From: Xu Miao (xm_at_u.washington.edu)
Date: Mon Nov 24 2003 - 10:50:05 PST
Title: Acting Optimally in Partially Observable Stochastic Domains
Authors: Anthony R. Cassandra, Leslie Pack Kaelbling and Michael L. Littman
Summary: This paper describes the POMDP and a new algorithm to approximately
find the optimal solution.
Ideas:
1. The paper embeds the Partial Observability to the MDPs model, and
use a convex piecewise-linear function to represetns the value function. And
then develops a Witness Algorithm to find the approximate optimal solution
which can be arbitarily close to the optimal solution of the value iteration
function.
2. After the value iteration fucntion, the authors use a policy
graph to represents the policy, which is generated from the partition of the
belief space defined by the solution of the value function.
Flaws:
1. The idea of partition of the belief space is very impressive, but
if the authors can give some brief proof and the detailed algorithm of
construction, it will be more complete.
2. The result part is too short and not convinced, because there is
too few description of what kind of problems they solved and no comparison.
Open research:
1. Adding policy iteration algorithm.
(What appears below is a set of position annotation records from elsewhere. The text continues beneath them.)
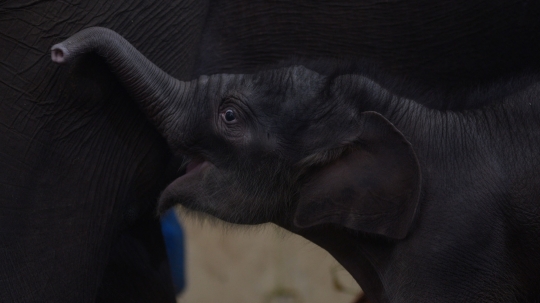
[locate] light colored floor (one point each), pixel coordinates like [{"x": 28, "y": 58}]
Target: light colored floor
[{"x": 260, "y": 265}]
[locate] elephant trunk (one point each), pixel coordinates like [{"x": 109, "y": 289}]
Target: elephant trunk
[{"x": 157, "y": 93}]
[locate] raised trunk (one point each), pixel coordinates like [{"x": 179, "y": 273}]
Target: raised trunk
[{"x": 157, "y": 93}]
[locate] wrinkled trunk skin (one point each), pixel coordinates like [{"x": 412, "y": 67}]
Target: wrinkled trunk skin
[{"x": 161, "y": 97}]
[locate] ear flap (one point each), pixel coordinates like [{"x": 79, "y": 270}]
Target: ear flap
[{"x": 373, "y": 189}]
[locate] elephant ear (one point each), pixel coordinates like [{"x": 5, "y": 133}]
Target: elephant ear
[{"x": 373, "y": 188}]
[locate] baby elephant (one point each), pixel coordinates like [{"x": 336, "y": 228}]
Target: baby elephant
[{"x": 419, "y": 205}]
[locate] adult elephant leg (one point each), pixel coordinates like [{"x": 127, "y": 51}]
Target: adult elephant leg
[{"x": 80, "y": 169}]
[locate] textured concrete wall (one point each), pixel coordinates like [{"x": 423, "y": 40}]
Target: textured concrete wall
[{"x": 260, "y": 265}]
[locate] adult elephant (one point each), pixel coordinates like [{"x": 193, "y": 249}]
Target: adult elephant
[{"x": 80, "y": 169}]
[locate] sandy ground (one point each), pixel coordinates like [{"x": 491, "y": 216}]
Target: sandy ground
[{"x": 259, "y": 265}]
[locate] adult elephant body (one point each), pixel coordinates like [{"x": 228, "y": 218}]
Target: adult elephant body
[{"x": 80, "y": 169}]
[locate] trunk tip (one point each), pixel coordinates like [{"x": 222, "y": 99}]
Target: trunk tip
[{"x": 59, "y": 53}]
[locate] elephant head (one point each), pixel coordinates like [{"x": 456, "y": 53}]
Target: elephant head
[{"x": 280, "y": 146}]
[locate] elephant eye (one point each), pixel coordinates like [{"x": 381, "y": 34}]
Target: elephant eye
[{"x": 229, "y": 116}]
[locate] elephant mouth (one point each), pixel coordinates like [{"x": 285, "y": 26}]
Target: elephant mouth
[
  {"x": 183, "y": 184},
  {"x": 194, "y": 166}
]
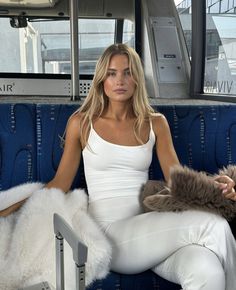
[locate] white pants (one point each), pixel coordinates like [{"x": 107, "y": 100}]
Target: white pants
[{"x": 193, "y": 248}]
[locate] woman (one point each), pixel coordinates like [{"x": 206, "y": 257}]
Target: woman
[{"x": 115, "y": 130}]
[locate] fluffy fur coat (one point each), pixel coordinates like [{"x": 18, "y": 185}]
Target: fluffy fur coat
[
  {"x": 27, "y": 242},
  {"x": 189, "y": 189}
]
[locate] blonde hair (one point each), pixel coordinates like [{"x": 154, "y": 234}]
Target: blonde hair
[{"x": 96, "y": 101}]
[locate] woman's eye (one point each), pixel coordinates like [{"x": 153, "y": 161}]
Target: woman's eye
[
  {"x": 127, "y": 73},
  {"x": 111, "y": 74}
]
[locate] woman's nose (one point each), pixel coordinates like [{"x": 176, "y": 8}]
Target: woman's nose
[{"x": 120, "y": 78}]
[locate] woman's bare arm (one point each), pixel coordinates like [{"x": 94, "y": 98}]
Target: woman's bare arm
[
  {"x": 68, "y": 166},
  {"x": 70, "y": 160},
  {"x": 164, "y": 145}
]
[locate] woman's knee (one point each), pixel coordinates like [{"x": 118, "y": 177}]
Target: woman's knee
[
  {"x": 201, "y": 269},
  {"x": 194, "y": 267}
]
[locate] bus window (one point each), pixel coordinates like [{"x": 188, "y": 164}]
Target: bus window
[
  {"x": 184, "y": 9},
  {"x": 43, "y": 46},
  {"x": 220, "y": 61}
]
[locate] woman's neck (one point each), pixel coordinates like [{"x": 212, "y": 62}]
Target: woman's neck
[{"x": 119, "y": 111}]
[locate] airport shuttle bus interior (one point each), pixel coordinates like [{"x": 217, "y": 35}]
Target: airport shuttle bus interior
[{"x": 48, "y": 53}]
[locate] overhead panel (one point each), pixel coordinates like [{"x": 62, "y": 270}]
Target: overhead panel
[
  {"x": 28, "y": 3},
  {"x": 169, "y": 58}
]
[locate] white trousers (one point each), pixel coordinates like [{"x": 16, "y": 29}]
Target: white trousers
[{"x": 193, "y": 248}]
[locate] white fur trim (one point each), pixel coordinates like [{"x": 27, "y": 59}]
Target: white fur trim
[
  {"x": 27, "y": 243},
  {"x": 15, "y": 194}
]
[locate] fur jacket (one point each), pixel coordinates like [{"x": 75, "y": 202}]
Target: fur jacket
[
  {"x": 189, "y": 189},
  {"x": 27, "y": 242}
]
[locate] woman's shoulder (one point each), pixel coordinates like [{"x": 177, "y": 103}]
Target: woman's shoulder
[
  {"x": 159, "y": 122},
  {"x": 74, "y": 122}
]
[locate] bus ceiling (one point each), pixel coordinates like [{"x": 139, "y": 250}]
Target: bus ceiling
[{"x": 62, "y": 8}]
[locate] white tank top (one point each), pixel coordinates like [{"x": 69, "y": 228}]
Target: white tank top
[{"x": 113, "y": 170}]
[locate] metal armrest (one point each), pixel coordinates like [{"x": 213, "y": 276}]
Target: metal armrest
[{"x": 63, "y": 231}]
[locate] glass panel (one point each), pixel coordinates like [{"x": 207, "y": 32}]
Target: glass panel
[
  {"x": 215, "y": 8},
  {"x": 224, "y": 6},
  {"x": 220, "y": 64},
  {"x": 184, "y": 10},
  {"x": 44, "y": 46}
]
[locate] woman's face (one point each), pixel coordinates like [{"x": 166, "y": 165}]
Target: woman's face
[{"x": 119, "y": 85}]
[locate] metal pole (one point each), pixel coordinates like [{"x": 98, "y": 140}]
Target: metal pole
[
  {"x": 60, "y": 283},
  {"x": 74, "y": 32}
]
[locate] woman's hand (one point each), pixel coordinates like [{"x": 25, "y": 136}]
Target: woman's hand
[{"x": 227, "y": 185}]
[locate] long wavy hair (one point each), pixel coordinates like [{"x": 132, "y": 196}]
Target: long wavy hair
[{"x": 96, "y": 101}]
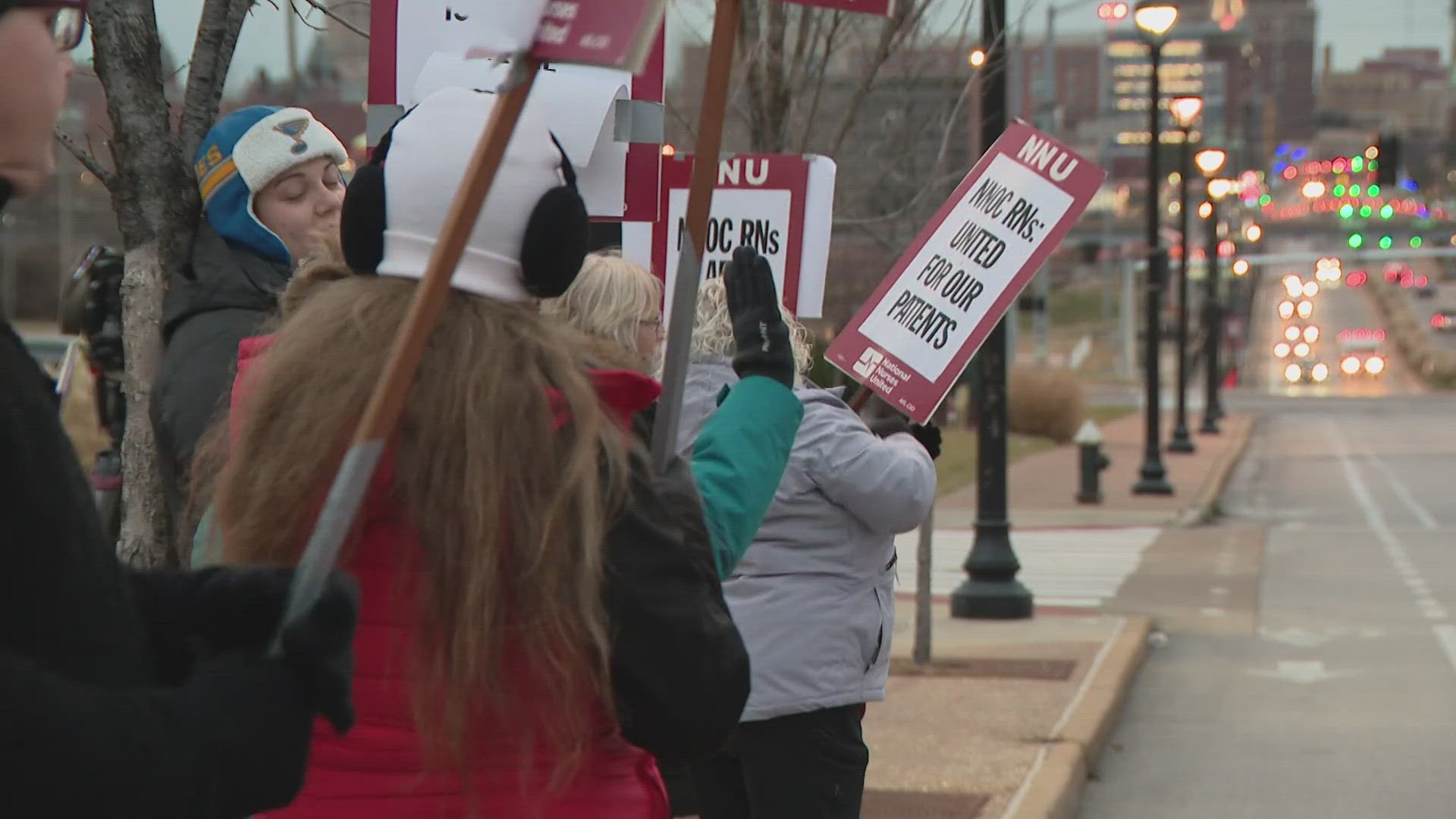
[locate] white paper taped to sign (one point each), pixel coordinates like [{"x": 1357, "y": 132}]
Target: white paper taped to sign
[
  {"x": 579, "y": 101},
  {"x": 456, "y": 27},
  {"x": 971, "y": 257}
]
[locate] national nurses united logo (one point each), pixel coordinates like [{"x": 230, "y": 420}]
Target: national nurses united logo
[
  {"x": 294, "y": 130},
  {"x": 868, "y": 362}
]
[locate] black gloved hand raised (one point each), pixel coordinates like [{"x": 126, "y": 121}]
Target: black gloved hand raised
[
  {"x": 239, "y": 610},
  {"x": 758, "y": 328},
  {"x": 929, "y": 438},
  {"x": 319, "y": 651}
]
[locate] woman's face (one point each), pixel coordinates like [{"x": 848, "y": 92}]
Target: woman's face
[
  {"x": 650, "y": 333},
  {"x": 302, "y": 205}
]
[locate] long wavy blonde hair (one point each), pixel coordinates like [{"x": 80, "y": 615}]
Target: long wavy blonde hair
[
  {"x": 510, "y": 512},
  {"x": 609, "y": 300}
]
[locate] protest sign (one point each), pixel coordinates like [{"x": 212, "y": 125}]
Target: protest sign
[
  {"x": 419, "y": 46},
  {"x": 783, "y": 205},
  {"x": 919, "y": 330},
  {"x": 883, "y": 8}
]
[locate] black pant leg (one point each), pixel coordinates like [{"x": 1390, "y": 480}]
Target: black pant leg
[
  {"x": 805, "y": 765},
  {"x": 682, "y": 793},
  {"x": 720, "y": 786}
]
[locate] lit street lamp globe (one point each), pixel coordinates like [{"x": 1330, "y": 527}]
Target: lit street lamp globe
[
  {"x": 1185, "y": 110},
  {"x": 1155, "y": 19},
  {"x": 1210, "y": 159}
]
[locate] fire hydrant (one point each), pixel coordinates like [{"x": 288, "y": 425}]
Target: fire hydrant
[{"x": 1091, "y": 463}]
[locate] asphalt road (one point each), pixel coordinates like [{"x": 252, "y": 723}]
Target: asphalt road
[{"x": 1340, "y": 700}]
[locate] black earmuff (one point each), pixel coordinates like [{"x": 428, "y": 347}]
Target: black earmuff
[
  {"x": 557, "y": 237},
  {"x": 552, "y": 251},
  {"x": 364, "y": 215}
]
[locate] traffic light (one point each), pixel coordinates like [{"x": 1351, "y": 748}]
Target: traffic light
[{"x": 1388, "y": 168}]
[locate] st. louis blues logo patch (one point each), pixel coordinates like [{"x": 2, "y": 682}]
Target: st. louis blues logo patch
[{"x": 294, "y": 130}]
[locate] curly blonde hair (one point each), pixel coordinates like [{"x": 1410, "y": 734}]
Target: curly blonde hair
[
  {"x": 712, "y": 328},
  {"x": 607, "y": 300}
]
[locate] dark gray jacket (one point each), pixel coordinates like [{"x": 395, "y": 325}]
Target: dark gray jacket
[{"x": 232, "y": 293}]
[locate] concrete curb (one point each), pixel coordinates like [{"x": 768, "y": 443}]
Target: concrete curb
[
  {"x": 1053, "y": 789},
  {"x": 1206, "y": 504}
]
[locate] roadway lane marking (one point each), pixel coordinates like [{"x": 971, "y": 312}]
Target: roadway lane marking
[
  {"x": 1394, "y": 548},
  {"x": 1420, "y": 512}
]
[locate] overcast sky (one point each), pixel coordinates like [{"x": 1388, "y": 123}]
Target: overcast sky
[{"x": 1350, "y": 25}]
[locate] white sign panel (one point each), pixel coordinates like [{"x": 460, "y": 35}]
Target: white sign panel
[{"x": 965, "y": 264}]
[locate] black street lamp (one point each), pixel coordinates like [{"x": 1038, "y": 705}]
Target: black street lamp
[
  {"x": 992, "y": 589},
  {"x": 1155, "y": 19},
  {"x": 1184, "y": 110},
  {"x": 1212, "y": 308}
]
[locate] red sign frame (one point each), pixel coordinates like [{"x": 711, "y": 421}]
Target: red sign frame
[
  {"x": 910, "y": 392},
  {"x": 781, "y": 172},
  {"x": 881, "y": 8},
  {"x": 642, "y": 159}
]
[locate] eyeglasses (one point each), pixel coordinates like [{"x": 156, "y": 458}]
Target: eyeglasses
[{"x": 67, "y": 20}]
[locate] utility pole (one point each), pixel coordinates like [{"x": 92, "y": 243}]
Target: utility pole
[
  {"x": 1046, "y": 120},
  {"x": 992, "y": 589}
]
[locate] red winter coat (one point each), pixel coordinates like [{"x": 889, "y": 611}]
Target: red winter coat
[{"x": 378, "y": 770}]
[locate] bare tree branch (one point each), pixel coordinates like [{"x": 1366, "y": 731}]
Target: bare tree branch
[
  {"x": 212, "y": 55},
  {"x": 86, "y": 159},
  {"x": 332, "y": 17},
  {"x": 892, "y": 34}
]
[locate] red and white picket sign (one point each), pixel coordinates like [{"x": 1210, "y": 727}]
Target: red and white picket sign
[
  {"x": 599, "y": 41},
  {"x": 913, "y": 338},
  {"x": 778, "y": 203},
  {"x": 883, "y": 8}
]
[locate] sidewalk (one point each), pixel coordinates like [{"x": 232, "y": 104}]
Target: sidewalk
[
  {"x": 1006, "y": 719},
  {"x": 1043, "y": 485}
]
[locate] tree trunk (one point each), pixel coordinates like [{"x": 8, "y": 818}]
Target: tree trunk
[
  {"x": 158, "y": 207},
  {"x": 146, "y": 526}
]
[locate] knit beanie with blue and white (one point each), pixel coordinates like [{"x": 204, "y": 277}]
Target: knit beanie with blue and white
[{"x": 245, "y": 152}]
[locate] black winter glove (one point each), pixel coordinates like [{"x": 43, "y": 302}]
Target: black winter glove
[
  {"x": 319, "y": 651},
  {"x": 886, "y": 428},
  {"x": 929, "y": 438},
  {"x": 237, "y": 611},
  {"x": 758, "y": 328}
]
Although the policy graph is
simple and effective on some small problem, it coulb be very large on some
big problem. So maybe adding policy iteration algorithm can solve the
problem effectively.
2. Maybe find a way to find approximately optimal policies by
searching only part of the space by some methods, for example, Dean et al.'
methods mentioned by the authors, or LAO* etc.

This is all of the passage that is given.